APR and GSR: What Do They Mean, Really?

One of the drums we beat incessantly here at HLS is our unabashed adoration of Brian Kelly and our unwavering commitment to him is our commitment to extolling the performance of Notre Dame athletes off the field. In today’s post, I want to do two things: 1.) explain the difference between Graduation Success Rate (GSR) and Academic Performance Rate (APR); and 2.) compare Notre Dame’s GSR and APR to that of Alabama, Oregon, and tOSU. I found the results interesting.

The NCAA uses three metrics to gauge and track a football program’s academic performance. The NCAA invented two of them: GSR and APR. The third metric is the US Department of Education’s Federal Graduation Rate (FGR). GSR and FGR track the graduation rate of students receiving sport-based financial aid over a six year period. The NCAA, though, takes into account the fact that athletes can and will leave programs before they graduate, i.e. they go pro or they will transfer for more playing time, and does not count such movements against the host institution. Under the FGR, no accommodations are made. APR tracks the good performance, for lack of a better term, of student-athletes per semester, giving credit to the host institution for each student-athlete in good academic standing. As with GSR, player losses don’t count against the score, as long as the student-athlete in question was in good-standing at the time. NCAA’s member institutions at the DI level must now maintain a 930 APR score or face penalties, which can ultimately result in, among other things, the head coach losing his or her job.

“[APR] itself is fair and about as accurate in predicting graduation as we can get without making it substantially more complicated.”
– Thomas S. Paskus, PhD

In an article last year in the Journal of Intercollegiate Sports, the NCAA’s Principal Research Scientist, Thomas S. Paskus, PhD, wrote that there was a good correlation between APR and GSR. The NCAA expects a 930 APR score to correlate to a fifty percent (50%) graduation rate. I wanted to look at that correlation, and compare the NCAA’s metrics to the FGR for the top four Division I programs in the country in 2012: Alabama, Oregon, Ohio State, and Notre Dame. Here’s how it all shook out:

Alabama 978 75 60
Oregon 951 64 52
Ohio State 982 74 61
Notre Dame 973 97 83

If there’s really a correlation, I’m not seeing it in the top four FBS programs. The only school with a correlation appears to be Oregon, whose modest APR score translates into a modest graduation rate of slightly better than fifty percent. And maybe that’s the point, given that the NCAA looks at all DI and DII programs. Still, ND’s relatively “low” APR stands out against the comparatively gaudy score posted by Ohio State. Alabama’s 978 puts it in first place in the SEC. Ahead of Vanderbilt, in at 973. Ohio State comes in third in the Big 10, behind Northwestern, 996, and Wisconsin, 985.

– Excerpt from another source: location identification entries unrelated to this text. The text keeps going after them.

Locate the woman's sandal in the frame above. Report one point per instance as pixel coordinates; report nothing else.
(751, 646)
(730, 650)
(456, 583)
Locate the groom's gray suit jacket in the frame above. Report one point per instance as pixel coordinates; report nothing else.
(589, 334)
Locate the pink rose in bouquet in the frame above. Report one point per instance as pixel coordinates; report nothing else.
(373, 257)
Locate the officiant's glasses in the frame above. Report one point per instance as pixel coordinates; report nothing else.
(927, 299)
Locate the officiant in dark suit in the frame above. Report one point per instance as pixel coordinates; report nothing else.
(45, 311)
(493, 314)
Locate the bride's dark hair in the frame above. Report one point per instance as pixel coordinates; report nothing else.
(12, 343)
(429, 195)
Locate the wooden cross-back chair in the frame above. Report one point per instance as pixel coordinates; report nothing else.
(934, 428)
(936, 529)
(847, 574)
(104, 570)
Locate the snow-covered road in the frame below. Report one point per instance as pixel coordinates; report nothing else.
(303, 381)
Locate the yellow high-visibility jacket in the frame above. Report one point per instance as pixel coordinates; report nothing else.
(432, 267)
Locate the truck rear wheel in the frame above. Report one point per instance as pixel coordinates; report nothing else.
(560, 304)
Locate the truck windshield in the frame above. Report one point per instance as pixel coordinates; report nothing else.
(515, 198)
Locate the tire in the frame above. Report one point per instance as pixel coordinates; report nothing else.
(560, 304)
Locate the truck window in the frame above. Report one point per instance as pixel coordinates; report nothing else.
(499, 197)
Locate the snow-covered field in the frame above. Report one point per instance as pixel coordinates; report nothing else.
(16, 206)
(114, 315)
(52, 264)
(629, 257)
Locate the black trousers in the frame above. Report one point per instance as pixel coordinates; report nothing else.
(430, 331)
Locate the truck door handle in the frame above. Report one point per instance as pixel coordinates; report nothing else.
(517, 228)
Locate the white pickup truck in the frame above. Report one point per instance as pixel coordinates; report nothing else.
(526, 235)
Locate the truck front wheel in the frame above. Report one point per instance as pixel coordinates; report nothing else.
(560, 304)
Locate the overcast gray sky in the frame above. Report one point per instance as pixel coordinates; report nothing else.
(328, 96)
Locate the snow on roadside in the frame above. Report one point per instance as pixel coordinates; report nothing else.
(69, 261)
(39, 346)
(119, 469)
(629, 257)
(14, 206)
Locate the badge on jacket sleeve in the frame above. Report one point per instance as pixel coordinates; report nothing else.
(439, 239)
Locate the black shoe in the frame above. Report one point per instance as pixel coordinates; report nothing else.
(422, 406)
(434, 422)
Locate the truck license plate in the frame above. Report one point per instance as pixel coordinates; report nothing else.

So, I think there’s something behind the numbers. Players being pushed out the door when they’re in good-standing? Maybe. Remember, there’s a penalty for falling below 930 APR and it seems remarkable that Alabama’s APR could be up from 916 in 2004-2005, while its FGR has remained in the low-60’s since 2005. Really. In 2005-06, Alabama’s GSR and FGR were 39 and 39. In 2006-07, 44 and 46. Good move up. In 2007-08, 55 and 53. Soaring, ‘bama. In 2008-09, 67 and 62. Huzzah! In 2009-10, 67 and 61. Beg pardon? In 2010-11, 69 and 64. In 2011-12, the last year for which is data is available, Alabama’s GSR has reached 75, yet its FGR dipped down to 60, demonstrating that the two metrics have decoupled.  In comparison, ND’s GSR and FGR’s today are very similar to what they were in 2005-06, when they were 96 and 85. The numbers, it seems, show a discrepancy between APR and GSR and a further, wider gulf, between GSR and FGR.